# HoTT in Coq

It seems like I would be missing the point of HoTT if I didn’t learn how to use it in a proof assistant. And it also seemed like it would make things more fun! So I decided to get and learn the HoTT’s computational implementation in Coq.

The installation went relatively smoothly, except that I had to patch one of the configuration files before it would compile (which has since been patched in the official version). I also got Proof General to use it with Emacs. I was impressed by how easy this was to install, even after reading that it was easy to install.

Once everything was working, I poked around and looked at all the theory files. There were some things I recognized, but also a lot of things that were foreign. I found these video tutorials for Coq by Andrej Bauer, which were very helpful. I tried following along, but I didn’t get very far because the firstorder command didn’t work in the HoTT version! But they were still very helpful for showing the way around Coq.

By this time, I was itching to get started proving things with Coq. So first, I tried looking for some of the theorems and definitions from the book in the theory files that came with my version of Coq. I quickly found that the relevant files were Overture.v and PathGroupoids.v. Somewhat confusingly, it looks like Notation is used for definitions, and Definition is used for lemmas. Well ok, whatever works. Once I got a feel for the notation, I tried writing out the type for some of the lemmas, and checking to see if I got it right.

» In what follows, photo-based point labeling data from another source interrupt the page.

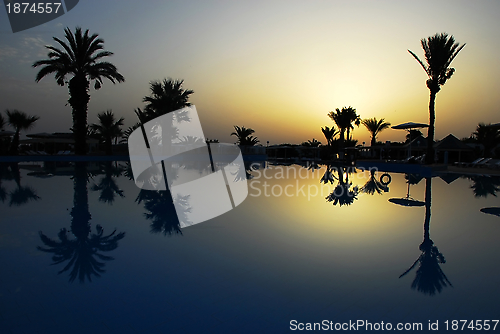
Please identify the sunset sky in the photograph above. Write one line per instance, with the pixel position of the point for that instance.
(276, 66)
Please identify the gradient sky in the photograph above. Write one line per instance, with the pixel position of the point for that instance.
(276, 66)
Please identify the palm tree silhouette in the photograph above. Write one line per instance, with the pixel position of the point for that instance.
(19, 121)
(107, 185)
(79, 58)
(84, 253)
(161, 211)
(429, 277)
(108, 129)
(329, 134)
(439, 52)
(375, 127)
(22, 194)
(244, 136)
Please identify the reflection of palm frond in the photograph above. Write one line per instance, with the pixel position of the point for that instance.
(343, 195)
(483, 186)
(82, 253)
(373, 186)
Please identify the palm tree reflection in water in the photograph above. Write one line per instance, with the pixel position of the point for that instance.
(107, 185)
(373, 185)
(85, 251)
(22, 194)
(429, 277)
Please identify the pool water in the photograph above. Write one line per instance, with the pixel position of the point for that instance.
(83, 250)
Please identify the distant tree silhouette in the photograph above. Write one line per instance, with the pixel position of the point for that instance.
(375, 127)
(412, 134)
(161, 211)
(439, 52)
(19, 121)
(311, 143)
(429, 277)
(343, 194)
(488, 136)
(244, 136)
(2, 122)
(107, 184)
(80, 58)
(108, 129)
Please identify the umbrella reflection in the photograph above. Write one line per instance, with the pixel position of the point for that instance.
(84, 253)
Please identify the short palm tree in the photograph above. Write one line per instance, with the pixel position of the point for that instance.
(80, 58)
(244, 136)
(375, 127)
(108, 129)
(439, 52)
(19, 121)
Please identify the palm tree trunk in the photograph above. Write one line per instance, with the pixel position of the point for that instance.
(429, 159)
(79, 99)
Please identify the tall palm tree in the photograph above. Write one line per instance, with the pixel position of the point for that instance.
(80, 58)
(166, 96)
(19, 121)
(244, 136)
(108, 129)
(375, 127)
(439, 52)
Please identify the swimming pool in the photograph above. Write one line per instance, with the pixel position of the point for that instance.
(83, 250)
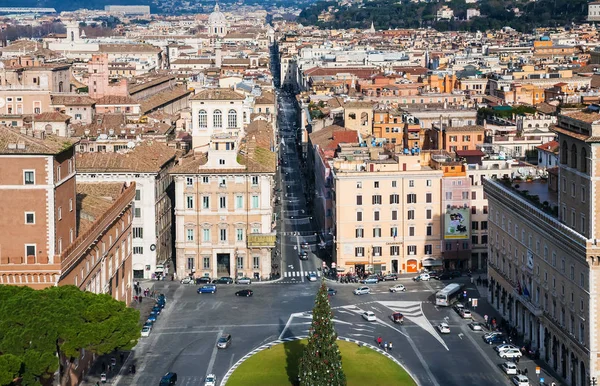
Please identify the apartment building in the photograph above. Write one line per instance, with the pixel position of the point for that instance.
(543, 254)
(148, 165)
(26, 85)
(224, 204)
(55, 232)
(391, 220)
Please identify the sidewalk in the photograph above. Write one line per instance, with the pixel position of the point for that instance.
(547, 374)
(120, 359)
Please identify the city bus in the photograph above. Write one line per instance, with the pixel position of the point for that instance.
(448, 295)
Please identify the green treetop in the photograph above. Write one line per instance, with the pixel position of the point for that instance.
(321, 362)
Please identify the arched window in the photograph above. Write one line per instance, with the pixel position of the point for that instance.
(583, 160)
(564, 149)
(573, 157)
(232, 119)
(202, 119)
(217, 119)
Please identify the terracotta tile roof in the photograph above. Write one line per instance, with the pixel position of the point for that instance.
(93, 200)
(330, 137)
(72, 100)
(218, 94)
(551, 147)
(13, 142)
(128, 48)
(265, 98)
(162, 98)
(584, 116)
(52, 116)
(116, 100)
(146, 157)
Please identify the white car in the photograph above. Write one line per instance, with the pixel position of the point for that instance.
(444, 328)
(510, 353)
(504, 347)
(398, 288)
(210, 380)
(520, 380)
(510, 368)
(362, 291)
(369, 316)
(146, 331)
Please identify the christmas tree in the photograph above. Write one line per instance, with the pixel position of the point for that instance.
(321, 361)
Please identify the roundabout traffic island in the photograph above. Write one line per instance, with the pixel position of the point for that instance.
(278, 364)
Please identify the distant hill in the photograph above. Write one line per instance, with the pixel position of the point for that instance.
(523, 15)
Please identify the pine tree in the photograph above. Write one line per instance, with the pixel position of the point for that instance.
(321, 361)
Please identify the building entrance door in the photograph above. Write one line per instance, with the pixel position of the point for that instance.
(223, 264)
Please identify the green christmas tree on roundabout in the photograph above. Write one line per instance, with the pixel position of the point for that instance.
(321, 361)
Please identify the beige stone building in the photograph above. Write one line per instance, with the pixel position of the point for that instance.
(543, 261)
(223, 212)
(387, 211)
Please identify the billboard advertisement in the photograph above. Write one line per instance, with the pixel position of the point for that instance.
(457, 223)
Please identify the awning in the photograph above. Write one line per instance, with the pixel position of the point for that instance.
(432, 263)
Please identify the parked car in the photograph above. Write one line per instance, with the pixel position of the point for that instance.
(169, 379)
(398, 288)
(362, 291)
(246, 293)
(210, 380)
(224, 341)
(444, 328)
(509, 368)
(520, 380)
(391, 276)
(207, 289)
(510, 353)
(223, 280)
(422, 276)
(146, 330)
(243, 280)
(495, 339)
(369, 316)
(397, 317)
(503, 347)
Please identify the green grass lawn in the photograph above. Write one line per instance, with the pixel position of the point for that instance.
(279, 364)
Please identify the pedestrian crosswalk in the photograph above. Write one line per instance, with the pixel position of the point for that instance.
(300, 273)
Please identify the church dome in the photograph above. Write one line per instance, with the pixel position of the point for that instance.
(216, 17)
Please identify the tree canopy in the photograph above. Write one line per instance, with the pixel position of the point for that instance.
(38, 325)
(321, 361)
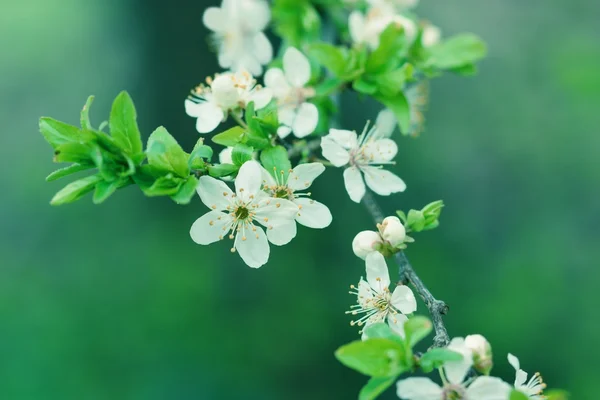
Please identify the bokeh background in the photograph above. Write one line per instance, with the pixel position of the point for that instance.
(116, 301)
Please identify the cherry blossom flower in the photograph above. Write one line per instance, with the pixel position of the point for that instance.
(238, 34)
(363, 155)
(227, 92)
(289, 88)
(311, 213)
(532, 388)
(375, 302)
(237, 214)
(455, 382)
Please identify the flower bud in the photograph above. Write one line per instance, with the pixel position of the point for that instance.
(392, 231)
(365, 242)
(482, 353)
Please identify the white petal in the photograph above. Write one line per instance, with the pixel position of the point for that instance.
(344, 137)
(404, 299)
(275, 80)
(296, 67)
(282, 233)
(211, 227)
(248, 180)
(418, 389)
(255, 249)
(383, 182)
(488, 388)
(386, 123)
(215, 19)
(215, 194)
(312, 213)
(457, 370)
(307, 118)
(303, 175)
(332, 151)
(355, 186)
(396, 322)
(378, 275)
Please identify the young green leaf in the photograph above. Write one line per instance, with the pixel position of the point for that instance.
(75, 190)
(123, 126)
(375, 387)
(377, 357)
(164, 152)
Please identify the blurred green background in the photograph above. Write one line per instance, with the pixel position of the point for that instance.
(116, 301)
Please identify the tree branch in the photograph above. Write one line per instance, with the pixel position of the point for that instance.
(437, 308)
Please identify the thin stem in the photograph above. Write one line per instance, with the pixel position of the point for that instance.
(437, 308)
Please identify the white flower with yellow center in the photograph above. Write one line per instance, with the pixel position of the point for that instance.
(227, 92)
(375, 302)
(288, 86)
(363, 155)
(532, 388)
(311, 213)
(238, 34)
(236, 215)
(456, 385)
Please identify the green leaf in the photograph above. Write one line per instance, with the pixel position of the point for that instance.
(375, 387)
(275, 160)
(435, 358)
(123, 125)
(230, 137)
(399, 106)
(377, 357)
(58, 133)
(165, 153)
(241, 153)
(71, 169)
(416, 329)
(456, 52)
(220, 170)
(328, 56)
(85, 114)
(75, 190)
(186, 191)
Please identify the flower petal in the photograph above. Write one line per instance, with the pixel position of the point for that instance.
(355, 186)
(383, 182)
(378, 275)
(307, 118)
(312, 213)
(282, 233)
(255, 249)
(210, 228)
(248, 180)
(488, 388)
(296, 67)
(419, 389)
(215, 194)
(332, 151)
(303, 175)
(404, 299)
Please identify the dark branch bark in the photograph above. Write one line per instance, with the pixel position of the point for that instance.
(437, 308)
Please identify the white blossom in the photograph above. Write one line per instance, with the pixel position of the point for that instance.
(289, 88)
(237, 213)
(532, 388)
(227, 92)
(456, 385)
(375, 302)
(311, 213)
(366, 29)
(238, 34)
(363, 155)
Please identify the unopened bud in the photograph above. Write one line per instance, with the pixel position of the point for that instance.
(366, 242)
(482, 353)
(392, 231)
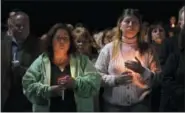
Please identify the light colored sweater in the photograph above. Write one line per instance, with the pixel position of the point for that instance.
(126, 95)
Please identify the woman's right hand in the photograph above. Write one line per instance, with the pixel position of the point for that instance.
(124, 78)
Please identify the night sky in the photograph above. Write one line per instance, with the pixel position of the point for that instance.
(96, 15)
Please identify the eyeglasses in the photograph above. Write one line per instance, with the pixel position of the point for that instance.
(158, 30)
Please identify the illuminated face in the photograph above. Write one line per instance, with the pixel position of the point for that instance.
(172, 20)
(20, 27)
(130, 26)
(83, 45)
(181, 19)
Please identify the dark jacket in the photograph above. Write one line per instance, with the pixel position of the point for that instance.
(169, 45)
(173, 81)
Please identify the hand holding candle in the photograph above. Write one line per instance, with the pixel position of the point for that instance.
(61, 81)
(135, 66)
(67, 81)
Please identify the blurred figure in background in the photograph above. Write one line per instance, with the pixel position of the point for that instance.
(19, 50)
(172, 98)
(84, 43)
(129, 67)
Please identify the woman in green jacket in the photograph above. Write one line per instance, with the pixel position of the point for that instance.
(61, 80)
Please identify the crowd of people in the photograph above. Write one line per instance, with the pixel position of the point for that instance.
(132, 67)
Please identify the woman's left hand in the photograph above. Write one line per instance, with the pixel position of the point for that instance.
(68, 82)
(135, 66)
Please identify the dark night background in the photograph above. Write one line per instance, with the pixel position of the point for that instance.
(96, 15)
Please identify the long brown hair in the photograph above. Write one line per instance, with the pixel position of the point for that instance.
(143, 46)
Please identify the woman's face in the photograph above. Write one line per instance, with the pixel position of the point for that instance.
(130, 26)
(61, 41)
(108, 37)
(158, 33)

Definition ap_pp {A B : Type} (f : A -> B) {x y z: A} (p : x = y) (q : y = z) :
ap f (p @ q) = (ap f p) @ (ap f q). 

Yay, it works! Now to prove it. (I’ll talk more about ap next time.) Looking at the proofs in the PathGroupoids.v file, it looked like the eliminator could be invoked with destruct. So now everything thing was replaced with identity paths, good good. It looked pretty trivial after this… and after using reflexivity, everything was proved! These two commands got me surprisingly far, and helped cement how induction worked in my head.

I was curious to see what would happen for the $p\cdot p = p$ example from last time. First let’s set things up…

Definition why_not_pp_p {A : Type} {x : A} (p : x = x):
p @ p = p.

*****************************
1 subgoals, subgoal 1 (ID 158)

A : Type
x : A
p : x = x
============================
p @ p = p


Now let’s try destroying p!

Proof.
> destruct p.

******************************
Toplevel input, characters 0-10:
Error: Cannot instantiate metavariable P of type
"forall a : A, x0 = a -> Type" with abstraction
"fun (x0 : A) (p : x0 = x0) => p @ p = p" of incompatible type
"forall x0 : A, x0 = x0 -> Type".


Good! Looks like me and Coq caught the same error. So everything works as expected.

Playing with Coq is actually pretty fun, and it is a very convenient way of writing out (and verifying) my proofs to some of the exercises! Also, if I have a hard time understanding a new concept, writing it out in Coq helps clarify things for me – usually since it forces me to make sure all the types match up, which is usually where my confusion lies.